Cultura & Società
Il contributo dei cattolici alla Resistenza in Toscana
In sede storiografica si è verificata la tesi che dopo l’8 settembre del ’43 la presenza del Vaticano (che non è tutta la complessità della Chiesa, ma certamente ne è prezioso strumento) ha garantito un punto di riferimento solido nello sbandamento che travolgeva l’Italia, tanto ai laici/laicisti, ai liberali, quanto ai comunisti, ai democristiani e ai socialisti ecc., da ricostruire in un quadro unitario è il lavoro che parrocchie, congregazioni, comunità religiose hanno fatto, talvolta a prezzo di martirio, per preservare la vita di tanti (in primis di ebrei perseguitati da fascisti e nazisti) e rilanciare, con sostegno concreto, la possibilità stessa della democrazia nel nostro Paese. Vogliamo usare l’espressione «radici cristiane della ricostruzione dell’Italia democratica»?

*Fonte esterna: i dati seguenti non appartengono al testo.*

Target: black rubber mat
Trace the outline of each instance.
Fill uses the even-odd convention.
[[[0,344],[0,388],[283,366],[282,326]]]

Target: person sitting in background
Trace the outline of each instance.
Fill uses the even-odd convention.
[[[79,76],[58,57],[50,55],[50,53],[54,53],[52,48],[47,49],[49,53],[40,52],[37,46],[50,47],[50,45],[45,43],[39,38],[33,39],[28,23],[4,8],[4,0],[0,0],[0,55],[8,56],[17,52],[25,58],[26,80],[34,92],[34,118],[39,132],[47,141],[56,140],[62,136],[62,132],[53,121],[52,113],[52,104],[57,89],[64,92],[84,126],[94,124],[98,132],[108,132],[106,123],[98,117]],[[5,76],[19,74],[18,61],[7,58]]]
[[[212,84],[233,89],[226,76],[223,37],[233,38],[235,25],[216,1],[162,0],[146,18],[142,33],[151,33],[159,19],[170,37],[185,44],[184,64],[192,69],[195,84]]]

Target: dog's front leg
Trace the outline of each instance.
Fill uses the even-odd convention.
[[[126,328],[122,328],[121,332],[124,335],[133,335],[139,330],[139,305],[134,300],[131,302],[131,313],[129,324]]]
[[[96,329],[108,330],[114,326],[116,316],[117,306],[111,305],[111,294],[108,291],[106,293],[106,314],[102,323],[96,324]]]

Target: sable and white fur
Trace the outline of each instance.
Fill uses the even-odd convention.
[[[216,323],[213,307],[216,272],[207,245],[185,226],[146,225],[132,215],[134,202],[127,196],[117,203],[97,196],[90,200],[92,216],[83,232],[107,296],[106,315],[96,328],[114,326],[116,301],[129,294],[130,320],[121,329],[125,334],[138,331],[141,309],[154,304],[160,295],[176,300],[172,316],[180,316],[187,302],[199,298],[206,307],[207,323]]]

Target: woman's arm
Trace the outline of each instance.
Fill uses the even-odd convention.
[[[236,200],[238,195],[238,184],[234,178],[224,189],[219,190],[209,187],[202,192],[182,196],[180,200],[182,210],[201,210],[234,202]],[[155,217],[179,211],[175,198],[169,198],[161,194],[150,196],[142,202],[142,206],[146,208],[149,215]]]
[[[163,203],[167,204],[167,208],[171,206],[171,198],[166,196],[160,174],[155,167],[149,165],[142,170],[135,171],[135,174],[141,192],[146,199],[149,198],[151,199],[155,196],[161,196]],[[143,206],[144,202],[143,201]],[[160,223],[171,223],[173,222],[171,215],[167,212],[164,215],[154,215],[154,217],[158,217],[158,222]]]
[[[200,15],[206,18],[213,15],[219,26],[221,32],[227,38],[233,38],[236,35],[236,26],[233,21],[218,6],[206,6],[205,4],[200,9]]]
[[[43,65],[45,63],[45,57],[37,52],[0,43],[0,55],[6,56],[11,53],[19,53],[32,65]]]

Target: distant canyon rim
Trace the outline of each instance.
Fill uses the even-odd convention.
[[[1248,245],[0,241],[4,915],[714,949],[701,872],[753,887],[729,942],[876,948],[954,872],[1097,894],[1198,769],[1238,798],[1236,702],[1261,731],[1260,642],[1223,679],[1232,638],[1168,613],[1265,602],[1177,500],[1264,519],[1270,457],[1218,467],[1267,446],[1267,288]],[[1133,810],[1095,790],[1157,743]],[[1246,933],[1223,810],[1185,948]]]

Dal diario di Francesco Berti, medaglia d’oro della Resistenza e bella, costruttiva, figura del movimento cattolico toscano, emergono con forza alcuni punti di memoria che è bene riproporre: l’espressione «nazifascista» è consona ed esprime una complicità verificata e distruttiva, un movimento storico definibile e definito al di là degli episodi con cui si vuole differenziare fino ad assolvere e riscrivere la storia. La vicenda fiorentina andrebbe riproposta ogni qual volta si attacca la Chiesa a 360 gradi (Vaticano compreso): le parrocchie e le comunità che danno rifugio ai perseguitati etnici, religiosi e politici, hanno nomi e cognomi che Berti annota con cura. Quindi, il ruolo svolto da una parte dei cattolici per dare un futuro al paese contro la dittatura.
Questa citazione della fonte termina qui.